Bidirectional communication between attached blocks

Detlef_R · April 19, 2015, 5:59pm

Hi all,
I’d like to establish a bidirectional communication between two attached
blocks, without asking the user to write code like msg_connect(). One
way
could be: the upstream block generate an id like
ID=typeBlock+pseudorandomNumber
and send it to the next block using a tag.
After what the upstream block create a publish port called ID+“alice”
and a
subscribe to a port called ID+“bob”.
Can you tip me a better/cleaner way?

I need this bidirectional channel in order to comunicate device pointer,
send kernel code(thanks to CUDA 7),etc…

Thanks for your time,
marco

marco_Ribero · April 20, 2015, 9:29am

Hi marco,

what you describe as ID already exist: every block has a function
alias(), giving it a string “name”, which can be used with
global_block_registry::block_lookup(name) [1].

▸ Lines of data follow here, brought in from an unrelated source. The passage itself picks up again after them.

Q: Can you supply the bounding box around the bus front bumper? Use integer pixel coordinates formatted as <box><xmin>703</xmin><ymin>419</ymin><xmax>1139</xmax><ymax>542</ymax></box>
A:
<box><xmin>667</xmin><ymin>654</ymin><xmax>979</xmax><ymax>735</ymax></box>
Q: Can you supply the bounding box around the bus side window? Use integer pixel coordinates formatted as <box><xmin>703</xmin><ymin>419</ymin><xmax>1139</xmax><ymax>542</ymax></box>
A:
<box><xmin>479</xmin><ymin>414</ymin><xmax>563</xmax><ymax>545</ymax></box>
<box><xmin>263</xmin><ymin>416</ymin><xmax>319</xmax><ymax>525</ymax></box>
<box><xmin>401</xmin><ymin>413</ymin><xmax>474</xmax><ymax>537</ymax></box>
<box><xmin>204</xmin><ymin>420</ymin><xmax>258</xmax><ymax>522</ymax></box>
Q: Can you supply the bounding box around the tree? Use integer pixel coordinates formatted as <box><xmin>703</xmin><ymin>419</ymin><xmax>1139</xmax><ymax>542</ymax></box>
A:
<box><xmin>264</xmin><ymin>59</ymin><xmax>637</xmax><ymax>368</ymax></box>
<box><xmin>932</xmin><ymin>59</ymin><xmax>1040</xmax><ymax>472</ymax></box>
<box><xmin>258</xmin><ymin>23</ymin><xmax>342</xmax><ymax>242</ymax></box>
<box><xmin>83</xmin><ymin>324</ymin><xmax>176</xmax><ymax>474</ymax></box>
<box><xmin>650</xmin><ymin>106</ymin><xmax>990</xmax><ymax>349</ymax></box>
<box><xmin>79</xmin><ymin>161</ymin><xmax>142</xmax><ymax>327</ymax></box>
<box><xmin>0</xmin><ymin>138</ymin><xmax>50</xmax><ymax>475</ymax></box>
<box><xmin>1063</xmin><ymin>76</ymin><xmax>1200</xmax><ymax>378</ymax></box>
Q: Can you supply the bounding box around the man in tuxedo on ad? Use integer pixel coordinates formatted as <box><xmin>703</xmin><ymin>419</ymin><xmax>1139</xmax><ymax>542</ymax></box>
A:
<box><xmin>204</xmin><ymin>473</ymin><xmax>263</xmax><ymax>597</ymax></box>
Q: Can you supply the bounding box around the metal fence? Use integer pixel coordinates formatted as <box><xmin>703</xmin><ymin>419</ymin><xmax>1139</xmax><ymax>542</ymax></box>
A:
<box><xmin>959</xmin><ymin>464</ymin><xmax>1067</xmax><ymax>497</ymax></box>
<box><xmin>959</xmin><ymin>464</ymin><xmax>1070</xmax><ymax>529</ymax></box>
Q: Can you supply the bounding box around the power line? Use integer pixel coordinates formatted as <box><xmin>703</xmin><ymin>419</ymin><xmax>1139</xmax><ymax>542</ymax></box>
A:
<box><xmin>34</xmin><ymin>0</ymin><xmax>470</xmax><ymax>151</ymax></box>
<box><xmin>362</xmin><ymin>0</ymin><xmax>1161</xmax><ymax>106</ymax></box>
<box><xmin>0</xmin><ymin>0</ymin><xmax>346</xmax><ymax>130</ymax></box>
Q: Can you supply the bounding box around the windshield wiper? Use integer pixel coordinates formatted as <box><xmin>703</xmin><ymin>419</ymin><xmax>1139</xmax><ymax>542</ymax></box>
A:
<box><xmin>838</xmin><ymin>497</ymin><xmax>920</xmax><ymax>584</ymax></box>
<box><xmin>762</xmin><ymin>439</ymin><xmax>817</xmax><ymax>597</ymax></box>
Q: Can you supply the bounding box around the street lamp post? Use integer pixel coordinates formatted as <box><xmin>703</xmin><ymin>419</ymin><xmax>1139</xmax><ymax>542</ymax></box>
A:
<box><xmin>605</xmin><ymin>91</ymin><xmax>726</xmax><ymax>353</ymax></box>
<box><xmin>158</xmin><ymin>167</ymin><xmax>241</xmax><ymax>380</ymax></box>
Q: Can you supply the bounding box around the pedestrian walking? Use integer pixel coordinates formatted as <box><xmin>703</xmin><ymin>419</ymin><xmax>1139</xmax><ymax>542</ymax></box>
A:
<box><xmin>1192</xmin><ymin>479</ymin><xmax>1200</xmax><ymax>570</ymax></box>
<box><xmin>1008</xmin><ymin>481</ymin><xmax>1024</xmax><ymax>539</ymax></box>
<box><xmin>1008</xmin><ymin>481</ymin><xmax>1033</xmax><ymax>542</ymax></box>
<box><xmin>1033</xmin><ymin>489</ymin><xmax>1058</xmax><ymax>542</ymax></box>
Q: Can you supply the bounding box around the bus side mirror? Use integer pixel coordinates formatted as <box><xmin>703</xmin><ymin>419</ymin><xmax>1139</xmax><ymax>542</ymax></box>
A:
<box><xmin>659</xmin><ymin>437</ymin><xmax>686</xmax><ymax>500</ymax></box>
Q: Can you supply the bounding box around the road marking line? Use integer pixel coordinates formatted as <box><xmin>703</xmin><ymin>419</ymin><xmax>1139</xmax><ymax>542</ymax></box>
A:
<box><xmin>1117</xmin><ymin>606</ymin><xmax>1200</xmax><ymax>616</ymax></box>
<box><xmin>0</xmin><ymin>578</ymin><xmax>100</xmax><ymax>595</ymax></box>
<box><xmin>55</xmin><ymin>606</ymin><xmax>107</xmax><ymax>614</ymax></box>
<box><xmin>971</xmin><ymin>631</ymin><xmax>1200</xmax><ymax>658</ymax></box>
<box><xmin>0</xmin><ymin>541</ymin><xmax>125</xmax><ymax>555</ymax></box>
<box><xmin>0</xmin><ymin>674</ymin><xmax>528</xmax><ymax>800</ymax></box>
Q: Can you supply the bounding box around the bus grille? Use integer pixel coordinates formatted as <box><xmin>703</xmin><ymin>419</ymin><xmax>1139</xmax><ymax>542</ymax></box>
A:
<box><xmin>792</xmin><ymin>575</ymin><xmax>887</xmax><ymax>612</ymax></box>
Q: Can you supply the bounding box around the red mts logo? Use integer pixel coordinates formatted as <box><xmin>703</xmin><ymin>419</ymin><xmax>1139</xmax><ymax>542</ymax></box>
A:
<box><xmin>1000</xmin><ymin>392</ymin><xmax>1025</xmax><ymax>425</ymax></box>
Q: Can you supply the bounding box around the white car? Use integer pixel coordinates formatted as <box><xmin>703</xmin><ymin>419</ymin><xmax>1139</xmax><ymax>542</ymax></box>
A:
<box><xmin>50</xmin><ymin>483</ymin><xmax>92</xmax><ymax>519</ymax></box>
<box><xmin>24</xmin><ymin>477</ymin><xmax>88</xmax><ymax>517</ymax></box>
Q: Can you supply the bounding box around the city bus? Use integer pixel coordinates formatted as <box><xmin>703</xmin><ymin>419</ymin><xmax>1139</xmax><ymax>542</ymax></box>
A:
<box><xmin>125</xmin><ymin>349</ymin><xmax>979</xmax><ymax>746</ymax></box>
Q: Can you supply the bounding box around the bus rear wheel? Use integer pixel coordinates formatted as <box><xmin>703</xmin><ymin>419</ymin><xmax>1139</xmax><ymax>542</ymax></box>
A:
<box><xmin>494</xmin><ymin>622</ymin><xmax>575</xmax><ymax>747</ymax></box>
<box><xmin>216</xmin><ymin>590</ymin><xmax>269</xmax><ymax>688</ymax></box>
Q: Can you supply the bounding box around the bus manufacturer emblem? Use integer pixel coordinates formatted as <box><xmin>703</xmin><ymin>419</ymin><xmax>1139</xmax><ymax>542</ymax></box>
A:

You will need to wrap your alias in a pmt::intern to get it into a
stream tag, so use that with block_lookup, and cast the result to
your_block_type::sptr.

Greetings,
Marcus

[1]
http://gnuradio.org/doc/doxygen/classgr_1_1block__registry.html#a67a83c42e2030bba463c99d51e7a8f92

marco_Ribero · April 20, 2015, 12:31pm

Thank you very much. Your solution is much cleaner.

Have a good day,
Marco

Il giorno lun 20 apr 2015 alle ore 09:29 Marcus Müller <
[email protected]> ha scritto:

marco_Ribero · April 20, 2015, 12:50pm

Hi Marco,

I just realized: Things might be much more easy than that, even:

What you do sounds like a job for a hierarchical block; if you’re not
used to that concept: It’s just a “subflowgraph”, represented as a block
with in- and outputs.
If you put both your blocks inside, you’ll always have them together.
And: in the constructor of your hierarchical block, you can for example
first construct your cuda block, and then give your “downstream” block
the pointer to that in its constructor.

To the user, this will look like one block, though there are two (or
more) inside.

Greetings,
Marcus

marco_Ribero · April 20, 2015, 4:10pm

I cannot do it.
For my thesis,I’m trying do bring various part of GnuRadio over CUDA…
My idea is to rewrite already existing blocks with CUDA, possibly
without
breaking compatibility with actual implementation of gnuradio. In this
way
a normal user can use these blocks without problems.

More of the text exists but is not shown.